L’abus par le salarié de sa liberté d’expression est passible de sanction disciplinaire. Il constitue généralement une cause réelle et sérieuse de licenciement (Cass. Soc., 4 février 1997, n° 96-40.678), voire une faute grave, comme dans la décision rendue ci-dessous.
Le fait de qualifier un salarié de « lèche-cul » constitue-t-il un abus de la liberté d’expression ?

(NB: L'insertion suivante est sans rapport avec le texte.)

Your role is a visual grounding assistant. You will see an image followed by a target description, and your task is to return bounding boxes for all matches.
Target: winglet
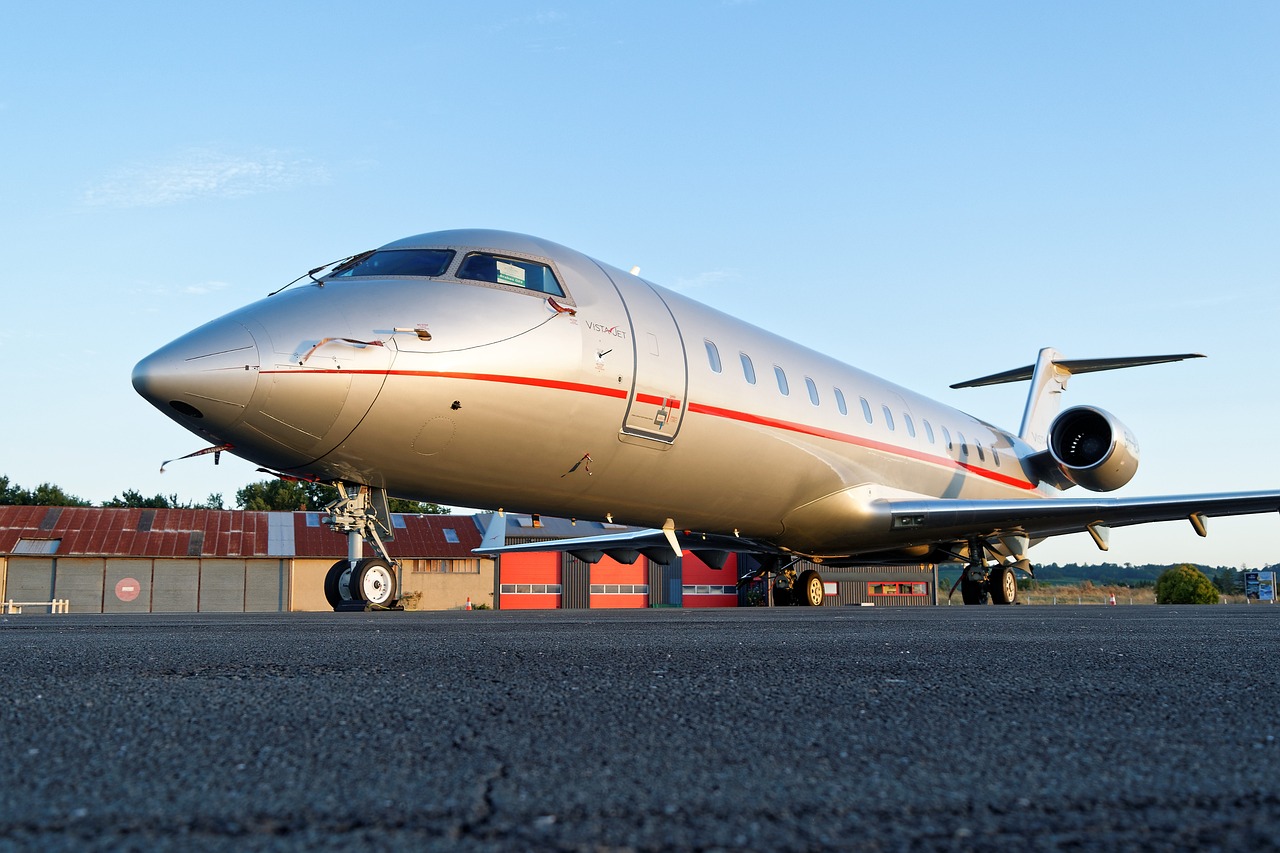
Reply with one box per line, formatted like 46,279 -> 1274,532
951,347 -> 1204,450
662,519 -> 684,557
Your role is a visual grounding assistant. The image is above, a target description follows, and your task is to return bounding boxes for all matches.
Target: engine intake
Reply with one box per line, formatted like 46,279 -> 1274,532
1048,406 -> 1138,492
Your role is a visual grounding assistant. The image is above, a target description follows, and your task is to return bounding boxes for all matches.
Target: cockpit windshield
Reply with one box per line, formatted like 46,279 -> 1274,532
457,252 -> 564,296
329,248 -> 454,278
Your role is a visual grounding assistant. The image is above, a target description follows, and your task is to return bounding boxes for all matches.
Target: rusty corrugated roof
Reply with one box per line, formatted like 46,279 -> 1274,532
0,506 -> 480,558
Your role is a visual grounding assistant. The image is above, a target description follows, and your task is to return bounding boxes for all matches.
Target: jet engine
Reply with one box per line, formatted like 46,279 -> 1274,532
1048,406 -> 1138,492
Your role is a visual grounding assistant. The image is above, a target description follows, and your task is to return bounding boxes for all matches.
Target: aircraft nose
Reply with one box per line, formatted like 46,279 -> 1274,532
133,319 -> 260,434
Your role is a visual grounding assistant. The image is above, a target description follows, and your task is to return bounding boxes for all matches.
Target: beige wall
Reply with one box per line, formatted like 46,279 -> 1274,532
401,560 -> 493,610
289,560 -> 335,611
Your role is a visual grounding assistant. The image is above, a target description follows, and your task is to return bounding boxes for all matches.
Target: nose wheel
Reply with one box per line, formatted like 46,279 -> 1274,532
324,557 -> 399,610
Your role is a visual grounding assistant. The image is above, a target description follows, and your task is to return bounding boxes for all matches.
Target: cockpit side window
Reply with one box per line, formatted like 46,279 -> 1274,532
330,248 -> 454,278
458,252 -> 564,296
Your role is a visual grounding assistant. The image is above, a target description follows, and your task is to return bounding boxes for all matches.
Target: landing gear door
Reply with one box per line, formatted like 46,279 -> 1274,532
618,279 -> 689,444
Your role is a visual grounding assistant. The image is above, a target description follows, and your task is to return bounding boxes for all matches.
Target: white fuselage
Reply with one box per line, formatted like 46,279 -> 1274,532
134,231 -> 1043,556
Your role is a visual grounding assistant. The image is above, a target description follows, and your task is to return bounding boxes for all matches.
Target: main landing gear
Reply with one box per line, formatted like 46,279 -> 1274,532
737,557 -> 827,607
324,483 -> 399,610
947,542 -> 1033,605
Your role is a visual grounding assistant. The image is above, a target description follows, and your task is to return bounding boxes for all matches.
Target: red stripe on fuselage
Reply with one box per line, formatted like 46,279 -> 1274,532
260,370 -> 1036,491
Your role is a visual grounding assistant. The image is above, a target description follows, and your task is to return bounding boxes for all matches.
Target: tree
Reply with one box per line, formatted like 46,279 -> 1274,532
1156,564 -> 1220,605
102,489 -> 223,510
0,476 -> 93,506
1213,566 -> 1244,596
236,480 -> 449,515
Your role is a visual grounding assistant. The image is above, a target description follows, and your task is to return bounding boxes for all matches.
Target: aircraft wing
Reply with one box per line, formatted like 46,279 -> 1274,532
872,492 -> 1280,551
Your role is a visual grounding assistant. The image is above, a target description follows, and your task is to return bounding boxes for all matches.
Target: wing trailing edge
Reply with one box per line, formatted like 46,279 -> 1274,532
951,347 -> 1204,450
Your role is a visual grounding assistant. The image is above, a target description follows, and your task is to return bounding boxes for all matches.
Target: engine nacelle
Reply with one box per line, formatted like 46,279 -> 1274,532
1048,406 -> 1138,492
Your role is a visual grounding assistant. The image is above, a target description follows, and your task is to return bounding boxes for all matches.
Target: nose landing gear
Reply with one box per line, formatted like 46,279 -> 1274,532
324,483 -> 401,610
948,540 -> 1033,605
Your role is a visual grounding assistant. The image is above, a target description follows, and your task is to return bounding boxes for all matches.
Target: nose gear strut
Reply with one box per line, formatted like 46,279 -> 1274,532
324,482 -> 401,610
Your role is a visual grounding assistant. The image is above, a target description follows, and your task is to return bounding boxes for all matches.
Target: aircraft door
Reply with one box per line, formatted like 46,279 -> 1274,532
618,282 -> 689,444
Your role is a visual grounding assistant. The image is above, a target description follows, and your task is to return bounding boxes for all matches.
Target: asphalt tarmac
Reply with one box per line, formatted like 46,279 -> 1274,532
0,605 -> 1280,850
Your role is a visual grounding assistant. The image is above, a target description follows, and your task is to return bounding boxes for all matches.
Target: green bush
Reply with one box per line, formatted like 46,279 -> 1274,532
1156,564 -> 1219,605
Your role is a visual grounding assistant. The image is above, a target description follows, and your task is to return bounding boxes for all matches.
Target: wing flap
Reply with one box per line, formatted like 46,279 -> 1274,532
876,492 -> 1280,544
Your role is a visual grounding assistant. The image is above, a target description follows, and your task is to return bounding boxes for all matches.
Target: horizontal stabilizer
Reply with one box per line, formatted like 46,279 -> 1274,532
951,352 -> 1204,388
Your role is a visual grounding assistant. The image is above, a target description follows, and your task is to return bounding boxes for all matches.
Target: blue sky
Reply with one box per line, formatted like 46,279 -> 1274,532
0,0 -> 1280,566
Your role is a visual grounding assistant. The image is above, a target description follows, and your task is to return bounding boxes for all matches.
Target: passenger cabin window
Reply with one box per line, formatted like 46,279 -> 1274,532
329,248 -> 454,278
458,252 -> 564,296
703,341 -> 721,373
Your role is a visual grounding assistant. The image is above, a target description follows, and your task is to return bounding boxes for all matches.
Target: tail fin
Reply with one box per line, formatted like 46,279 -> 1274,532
951,347 -> 1204,450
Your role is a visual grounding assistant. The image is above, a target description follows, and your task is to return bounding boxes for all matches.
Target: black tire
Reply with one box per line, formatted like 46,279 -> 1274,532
987,566 -> 1018,605
347,557 -> 399,607
324,560 -> 351,610
796,569 -> 827,607
960,578 -> 987,605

Cass. Soc., 8 décembre 2021, n° 20-15.798

Lors d’une réunion de direction, un salarié, adjoint de direction informatique, demande à une salariée de nationalité italienne : « Comment dit-on lèche-cul en italien ? ». Il répond ensuite lui-même à cette question en indiquant le nom de la salariée concernée : « Et bien ça se dit [nom de la salariée] ». A la suite de ces évènements, le salarié est licencié pour faute grave. Il conteste son licenciement, soutenant notamment que ses propos relevaient de sa liberté d’expression et que leur tonalité humoristique les privait de tout caractère injurieux, diffamatoire ou excessif.

La cour d’appel, approuvée par la Cour de cassation, rejette la demande du salarié. Elle retient que les propos tenus par ce dernier, considérés comme « injurieux et offensants à l’égard d’une salariée », constituaient « un abus de sa liberté d’expression rendant à eux seuls impossible son maintien dans l’entreprise ».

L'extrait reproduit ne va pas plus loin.